Al termine di tale percorso i quattro neo tecnici potranno sviluppare le nozioni assimilate nell’ambito di organizzazione corsi, escursioni, competizioni. I neo tecnici che hanno partecipato e superato il corso di formazione sono Guido Fantoni, 34 anni, tecnico base sup/surf, Arianna Soldani, 36 anni tecnico base surf/sup, Alessandro Santin, 26 anni tecnico base sup, Debora Buglino, 31 anni tecnico base sup.

“La soddisfazione principale per un formatore – afferma Maurizio Zaccherotti, responsabile nazionale sup e surf Uisp – sta nel vedere i propri allievi riflettere sulle potenzialità della disciplina  come valorizzazione e tutela dell’ambiente, nonché promozione di corretti stili di vita. Lo sport non è solo competizione, ma soprattutto inclusione e condivisione. Oltre alla conoscenza appropriata della tecnica c’è la passione nel trasmettere i principi fondamentali del rispetto per l’ambiente e della comunità”.

Il corso per tecnici base sup/surf Uisp che ha trattato i temi generali dell’ecologia, del primo soccorso, dello studio dinamiche meteo-marine, nonché dell’area comune Uisp con particolare attenzione al tema dell’appartenenza e dell’identità associativa, ha prodotto figure dirigenziali con competenze specifiche.

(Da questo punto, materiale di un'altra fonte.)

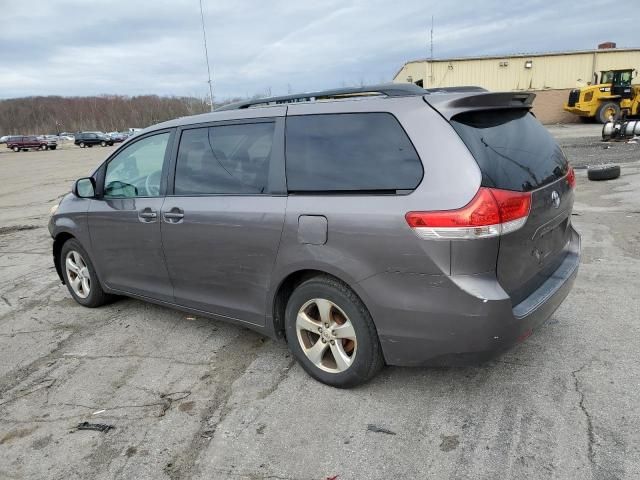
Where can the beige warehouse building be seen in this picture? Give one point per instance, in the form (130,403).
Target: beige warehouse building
(550,75)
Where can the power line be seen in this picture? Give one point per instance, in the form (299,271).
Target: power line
(206,56)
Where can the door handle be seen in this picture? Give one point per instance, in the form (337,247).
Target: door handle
(147,215)
(175,215)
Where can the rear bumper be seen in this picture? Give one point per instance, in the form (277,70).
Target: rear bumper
(442,320)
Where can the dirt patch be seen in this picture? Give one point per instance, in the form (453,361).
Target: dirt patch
(16,228)
(15,434)
(186,406)
(449,442)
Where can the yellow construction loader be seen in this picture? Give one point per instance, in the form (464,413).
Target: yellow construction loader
(612,96)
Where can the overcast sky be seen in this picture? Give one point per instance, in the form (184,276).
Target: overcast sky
(74,47)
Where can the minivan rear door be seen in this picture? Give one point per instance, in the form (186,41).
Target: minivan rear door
(221,224)
(515,152)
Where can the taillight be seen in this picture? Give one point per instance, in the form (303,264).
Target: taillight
(490,213)
(571,178)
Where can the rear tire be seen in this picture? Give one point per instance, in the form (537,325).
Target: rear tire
(339,347)
(607,110)
(603,172)
(80,276)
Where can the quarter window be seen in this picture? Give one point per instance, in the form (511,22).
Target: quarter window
(137,170)
(350,152)
(227,159)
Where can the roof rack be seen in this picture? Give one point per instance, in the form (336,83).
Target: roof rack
(389,90)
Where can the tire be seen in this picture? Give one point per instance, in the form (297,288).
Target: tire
(95,296)
(362,351)
(603,172)
(606,110)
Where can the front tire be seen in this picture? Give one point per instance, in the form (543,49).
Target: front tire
(331,333)
(607,110)
(80,275)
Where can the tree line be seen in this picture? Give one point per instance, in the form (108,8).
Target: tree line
(107,113)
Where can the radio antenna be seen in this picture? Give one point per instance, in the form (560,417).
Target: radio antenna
(206,56)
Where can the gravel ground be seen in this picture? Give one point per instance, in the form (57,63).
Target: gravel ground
(194,398)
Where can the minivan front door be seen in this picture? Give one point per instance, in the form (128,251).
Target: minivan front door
(124,222)
(221,227)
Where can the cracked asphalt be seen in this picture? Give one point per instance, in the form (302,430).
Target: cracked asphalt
(195,398)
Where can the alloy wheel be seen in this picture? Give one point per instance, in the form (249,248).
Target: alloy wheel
(78,274)
(326,335)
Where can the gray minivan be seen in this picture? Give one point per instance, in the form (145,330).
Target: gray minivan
(367,226)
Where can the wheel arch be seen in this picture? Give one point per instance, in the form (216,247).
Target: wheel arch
(59,240)
(288,284)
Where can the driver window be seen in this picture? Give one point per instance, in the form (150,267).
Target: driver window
(137,170)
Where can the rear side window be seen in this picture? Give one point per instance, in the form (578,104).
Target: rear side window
(513,150)
(229,159)
(349,152)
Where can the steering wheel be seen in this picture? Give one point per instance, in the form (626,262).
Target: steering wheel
(152,188)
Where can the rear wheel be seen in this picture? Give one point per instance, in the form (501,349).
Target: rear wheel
(606,111)
(80,277)
(331,333)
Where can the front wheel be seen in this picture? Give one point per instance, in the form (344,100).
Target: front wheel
(606,111)
(80,275)
(331,333)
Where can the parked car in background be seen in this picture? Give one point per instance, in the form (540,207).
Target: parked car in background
(31,142)
(51,140)
(118,137)
(89,139)
(407,227)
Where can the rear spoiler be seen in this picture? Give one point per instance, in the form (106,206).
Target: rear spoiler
(450,105)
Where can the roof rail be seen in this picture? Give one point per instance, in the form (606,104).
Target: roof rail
(466,88)
(389,90)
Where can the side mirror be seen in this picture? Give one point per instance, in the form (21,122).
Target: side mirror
(84,188)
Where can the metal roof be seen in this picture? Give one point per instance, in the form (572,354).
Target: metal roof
(518,55)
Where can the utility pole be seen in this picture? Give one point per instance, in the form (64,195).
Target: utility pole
(206,56)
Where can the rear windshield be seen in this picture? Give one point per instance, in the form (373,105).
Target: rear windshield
(513,150)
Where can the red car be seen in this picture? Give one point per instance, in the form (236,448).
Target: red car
(30,142)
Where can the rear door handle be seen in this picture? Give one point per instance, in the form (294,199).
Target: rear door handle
(147,215)
(175,215)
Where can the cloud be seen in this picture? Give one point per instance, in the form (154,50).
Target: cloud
(73,47)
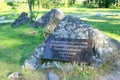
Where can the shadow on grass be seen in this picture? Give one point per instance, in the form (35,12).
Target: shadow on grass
(16,44)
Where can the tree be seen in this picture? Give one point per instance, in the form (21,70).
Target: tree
(31,4)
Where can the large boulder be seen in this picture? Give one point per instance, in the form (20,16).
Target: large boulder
(103,47)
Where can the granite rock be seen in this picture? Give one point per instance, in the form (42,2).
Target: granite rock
(104,48)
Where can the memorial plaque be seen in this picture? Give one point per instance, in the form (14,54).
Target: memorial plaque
(68,50)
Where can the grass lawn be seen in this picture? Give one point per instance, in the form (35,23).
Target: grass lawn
(16,44)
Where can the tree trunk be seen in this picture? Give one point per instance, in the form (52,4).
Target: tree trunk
(30,9)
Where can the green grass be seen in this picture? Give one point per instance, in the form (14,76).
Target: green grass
(16,44)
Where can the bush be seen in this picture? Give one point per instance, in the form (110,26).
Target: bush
(10,4)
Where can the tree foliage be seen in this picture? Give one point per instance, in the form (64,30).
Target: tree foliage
(101,3)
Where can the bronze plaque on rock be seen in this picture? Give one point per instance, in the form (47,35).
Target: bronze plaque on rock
(68,50)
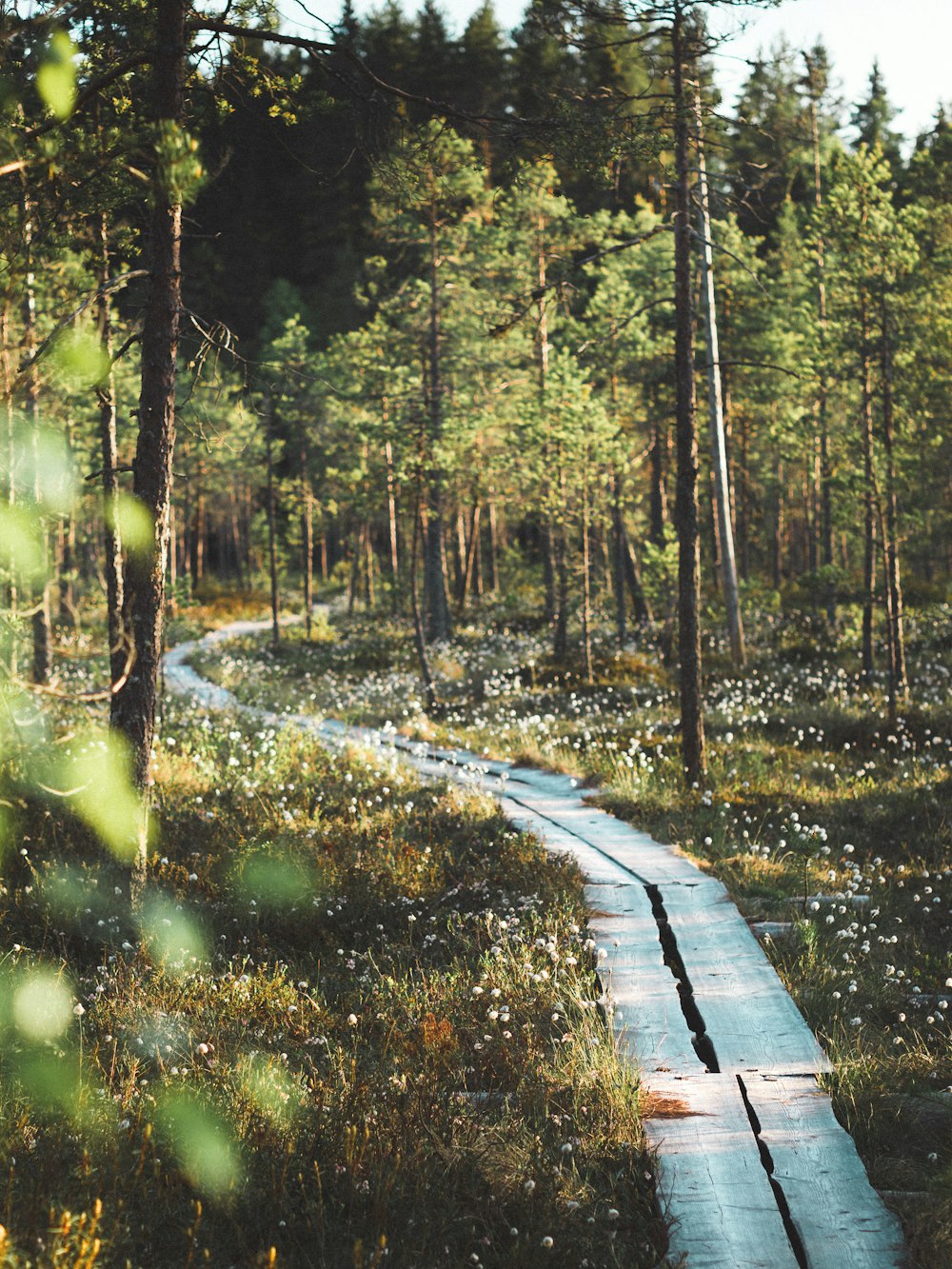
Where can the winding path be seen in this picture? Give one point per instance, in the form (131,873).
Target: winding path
(754,1169)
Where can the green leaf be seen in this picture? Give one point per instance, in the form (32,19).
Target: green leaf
(135,523)
(22,542)
(173,937)
(98,776)
(204,1143)
(42,1005)
(56,77)
(79,361)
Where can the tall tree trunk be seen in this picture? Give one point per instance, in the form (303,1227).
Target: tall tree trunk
(392,523)
(198,530)
(10,650)
(133,704)
(658,498)
(632,580)
(68,553)
(272,526)
(777,537)
(42,625)
(685,507)
(307,534)
(719,445)
(743,487)
(822,396)
(460,553)
(493,545)
(434,563)
(619,560)
(894,584)
(368,565)
(868,503)
(109,450)
(419,637)
(560,636)
(471,553)
(588,669)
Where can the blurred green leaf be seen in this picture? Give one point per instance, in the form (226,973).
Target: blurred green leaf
(136,525)
(42,1005)
(22,544)
(98,776)
(269,1089)
(56,77)
(204,1143)
(55,472)
(173,937)
(78,359)
(273,879)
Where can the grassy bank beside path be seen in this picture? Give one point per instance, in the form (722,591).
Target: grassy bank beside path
(354,1025)
(821,814)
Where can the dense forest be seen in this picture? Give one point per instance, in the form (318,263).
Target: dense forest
(484,331)
(446,288)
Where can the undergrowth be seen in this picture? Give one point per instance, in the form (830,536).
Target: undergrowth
(353,1023)
(819,812)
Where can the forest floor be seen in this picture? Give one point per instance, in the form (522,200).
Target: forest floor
(819,815)
(354,1024)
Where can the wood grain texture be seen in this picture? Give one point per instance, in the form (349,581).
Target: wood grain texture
(840,1218)
(748,1013)
(711,1180)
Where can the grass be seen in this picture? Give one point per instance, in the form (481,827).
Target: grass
(819,811)
(353,1024)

In particolare i nuovi tecnici sono in grado di intervenire in caso di necessità per recuperare persone in acqua sia in fiume che in mare; hanno assimilato le basi per una corretta comunicazione e tecniche di accompagnamento, didattica ed ecologia di base. Nei moduli specialistici inoltre sono state trasmesse al corsista competenze ed abilità per educare (non solo tecnicamente) neofiti e praticanti alla pratica delle specifiche discipline nel contesto acquaviva.

Tenuto conto delle domande di partecipazione al corso da parte di altri aspiranti istruttori ma non accolte per mancanza di requisiti minimi e per esaurimento posti la struttura di attività acquaviva Uisp promuoverà il prossimo corso a marzo 2018.